A Different America?

One Giant Leap: The Impossible Mission that Flew Us to the Moon
Charles Fishman
Simon and Schuster
2019
488 pages
ISBN: 978-501106293


This book does far more than tell the story from so many different perspectives of the Apollo mission that famously landed on the moon in July 1969 when Neil Armstrong uttered those iconic words: “One small step for a man, one giant leap for mankind.” It sets the scene in the global political context of the Cold War and the Space Race between the USA and the Soviet Union, indeed in many ways it is a history of that relationship and the whole decade of the 1960s, one that has many resonances for today.

In October 1957, little more than a dozen years after Europe, East and West emerged from World War II ravaged and in need of huge rebuilding, the Soviets shocked the world by launching the world’s first artificial Earth satellite, Sputnik 1. The Americans were reeling from the shock but, from their point of view, worse was to come. Over the next few years, the Soviets scored several more “firsts”:  the first animal in space, the first man in space – Yuri Gagarin – in April 1961 and the first woman in space – Valentina Tereshkova – in 1963. Apart from the hurt to national pride, the fear for national security felt by the government of the United States led to a total reappraisal of their fledgling space programme. In May 1961, just days after Alan Shepard became the first American to leave the earth in a short flight of barely fifteen minutes’ duration (which unlike Gagarin didn’t even orbit the earth), newly elected President John F. Kennedy in a speech at Rice University demanded of NASA that they put a man on the moon by 1970.

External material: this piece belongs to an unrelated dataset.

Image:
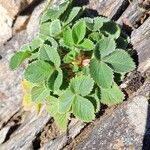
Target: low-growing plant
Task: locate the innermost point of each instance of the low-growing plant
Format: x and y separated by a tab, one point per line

Objectively speaking the demand was crazy, given the state of the USA’s space programme, and of technology at the time. From today’s perspective when our mobile phones contain far more sophistication than the computers that took Apollo 11 to the moon and back, the fact that NASA delivered on Kennedy’s demand is all the more extraordinary. The book goes into great detail on the steps in the Apollo missions, including the setbacks, most notably the tragic loss of life of three astronauts who died in a flash fire aboard their spacecraft during a ground test on the launch pad of Apollo 1 in January 1967. Extraordinary progress was made through the 1960s as one after another the Apollo missions broke new ground. Particularly spectacular, (extraordinary to those of us who remember it happening) was the message to the world from the far side of the moon from the men of the Apollo 8 mission. It began with the opening words of the Book of Genesis, perhaps as a counter-point to the  comment ascribed to Yuri Gagarin about there being no God visible from space.

Among the developments, the brightest and the best scientists from NASA and MIT collaborated (and sometimes argued) as they progressed into the great unknown. Issues that had to be resolved included the building of a rocket powerful enough to send them on the journey, the design of the Lunar Module, how to synchronise its release from the Apollo Craft and of course how to ensure its return to the mother ship and return to earth, as well as many problems, mathematical and otherwise. Fishman has done a mighty job of research with over eighty pages of footnotes, though it’s by no means necessary to delve into all of these to relish the thrilling adventure on so many fronts that the Apollo programme was.

And there were dissenting voices. Many were concerned at the huge cost of the mission at a time when many Americans lived in dire poverty. Even Kennedy himself harboured certain doubts about what he had bluntly ordered NASA to achieve, though it must be said that after his death, President Johnson put his full weight behind the programme. We can definitely say that the Apollo mission advanced development of computer technology and we can certainly thank those at the frontier in the 1960s for the luxuries we take for granted today.

Though it deals with complex mathematical and engineering issues this is an eminently readable book and I can thoroughly recommend it. As well as describing the developments in the programme and the people involved (geniuses many of them), it paints a picture of a more united America (despite the divisions caused by the Vietnam War) than that which, unfortunately, we see today. It is also a testament to what great minds working together can achieve in a positive sense, as distinct from the growth in the arms industry which promises only death and destruction.

About the Author: Pat Hanratty

Pat Hanratty taught Science/Chemistry in Tallaght Community School from its inception in 1972 until he retired in 2010. He was the school’s first Transition Year Co-ordinator and for four years he had the role of Home School Community Liaison Officer.